Gail was already at an advanced age at that time and was showing signs of frailty. I knew this was my only chance to see her in person, and felt bad that I had missed it. However, all the people we met in Kasegaon that day spoke very fondly of Gail and her work.
Even though I never got to meet her, I encountered Gail multiple times through her writings and discussions on her with others interested in Maharashtra’s Phule-Ambedkarite movement. When a young friend of mine heard of her death today morning, she messaged, “Feeling like I’ve lost someone very close to me,” an emotion shared by many because no matter what their age, people who knew her work, did not just admire her but also felt kinship towards her.
How did this white woman, who was born in Minneapolis, United States, end up in an interior village of Maharashtra? Gail’s PhD thesis was on the non-Brahmin movement in Maharashtra, inspired by Jotirao Phule and his Satyashodhak Samaj. As a sociologist, Gail learned Marathi and did extensive fieldwork in parts of the state. However, she did not remain just a scholar working in a university set-up.
With her husband Patankar – whom Gail had met in her movement work in Maharashtra, had fallen in love with, and gotten married to – she became an integral part of Maharashtra’s working class struggles, ranging from anti-caste movement to agricultural issues, Adivasi movement, environment to feminist movement.
Gail truly epitomised the figure of an activist-scholar. Her work on Phule was especially important because Phule and his Satyashodhak Samaj had faced complete neglect by Anglophone scholars till the 1970s. However, her book Cultural Revolt in a Colonial Society: The Non-Brahman Movement in Western India showed the revolutionary work done by Phule, his organisation, and the non-Brahmin movement that followed and reached its peak in the 1910s and 1920s just before the emergence of BR Ambedkar.
Ambedkar personally knew and had worked with many non-Brahmin leaders, including Shahu Maharaj, Keshavrao Jedhe, and Dinakarrao Javalkar. In a way, Ambedkar built on and carried forward the legacy of Phule and the Satyashodhak movement in his unique and charismatic style.

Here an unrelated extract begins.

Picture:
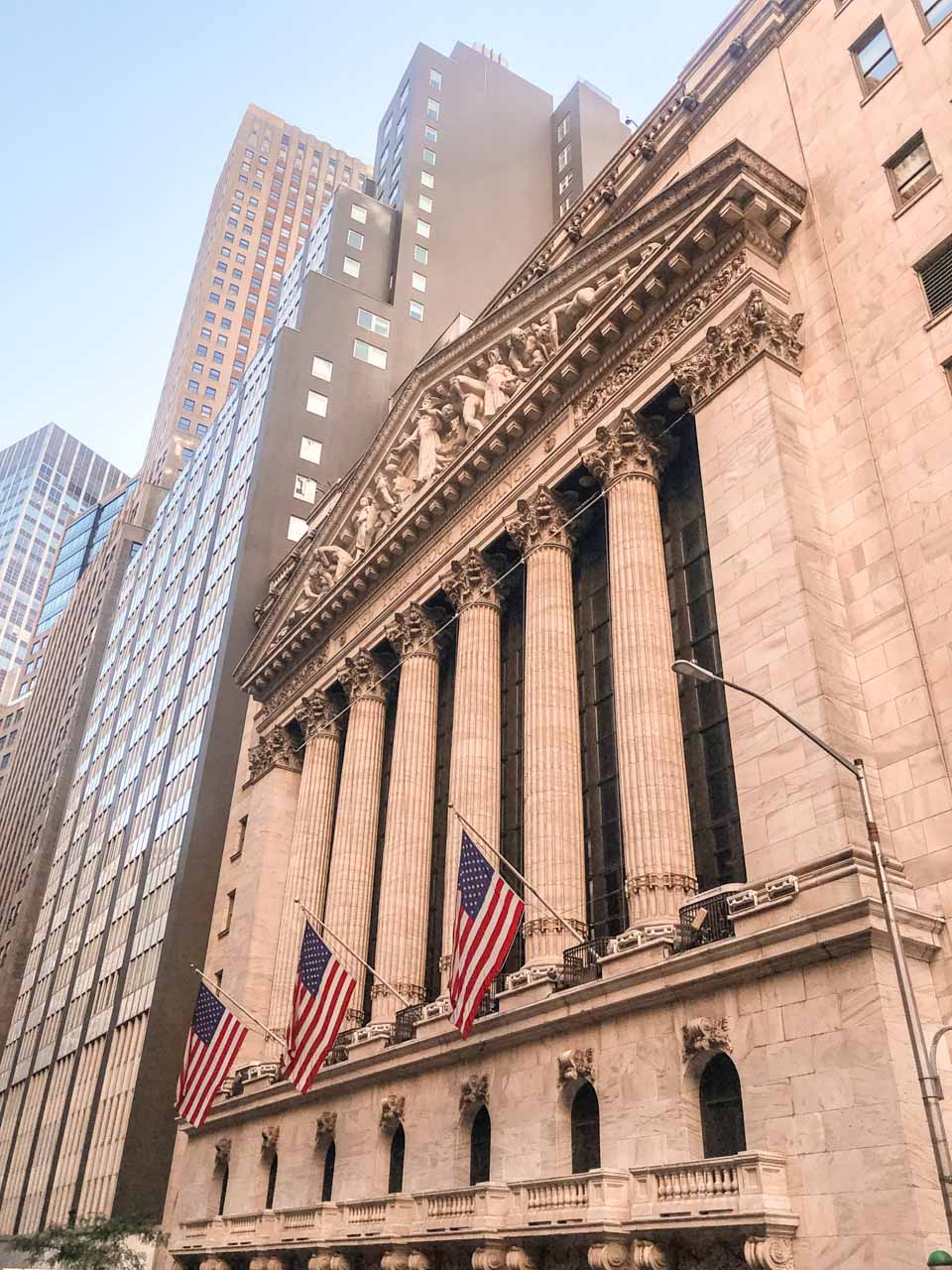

Gail picked up on the themes that were central to Ambedkar’s struggle, such as Buddhism. In her book Buddhism in India: Challenging Brahmanism and Caste, she presented a broad sweep of Buddhism’s history in India over two-and-a-half millennia, however, keeping the question of caste at its very heart. She also wrote a short biography of Ambedkar titled Ambedkar: Towards an Enlightened India and an introduction to caste titled Understanding Caste: From Buddha to Ambedkar and Beyond.
In her book Seeking Begumpura: The Social Vision of Anticaste Intellectuals, Gail sought to introduce and popularise figures that are important to the anti-caste movements across India, from bhakti saint Ravidas to Tamil radical EV Ramasamy Periyar. With Patankar, she also took up translation projects such as Phule's Marathi book Shetakaryacha Asud and the 17th-century Varkari saint Tukaram’s abhangas. Here, one can see Gail’s impulse to merge scholarly work with activism.
In Maharashtra’s Phule-Ambedkarite, Bahujan public sphere, the trio of foreign women—Eleanor Zelliot, Gail Omvedt, and Rosalind O’hanlon—all of whom learned Marathi and extensively worked on the Marathi region, command a special regard. However, among these, only Gail settled in Maharashtra, acquired an Indian citizenship, and became a full-time activist.
Gail’s work was important in shaping my own understanding of caste in Maharashtra. Her books, along with Zelliot and O’hanlon’s works, give us a comprehensive view of the Phule-Ambedkarite movement from the 19th century to the present. Gail also showed how one can make useful connections with other anti-caste movements in the country and her Marxist, materialist approach to caste enriched our thinking of this hierarchical, discriminatory system, and pointed towards a possible way out.
Gail’s death feels like a personal loss and leaves a tremendous hole in Maharashtra’s bilingual public sphere. Gail was unique in the sense that she was an outsider and insider at the same time, flawlessly worked in both English and Marathi, and was simultaneously a part of multiple social movements in Maharashtra while managing to command equal respect in all of them. A figure that can be a connecting dot across such a wide spectrum is hard to come by. May Gail’s legacy live on.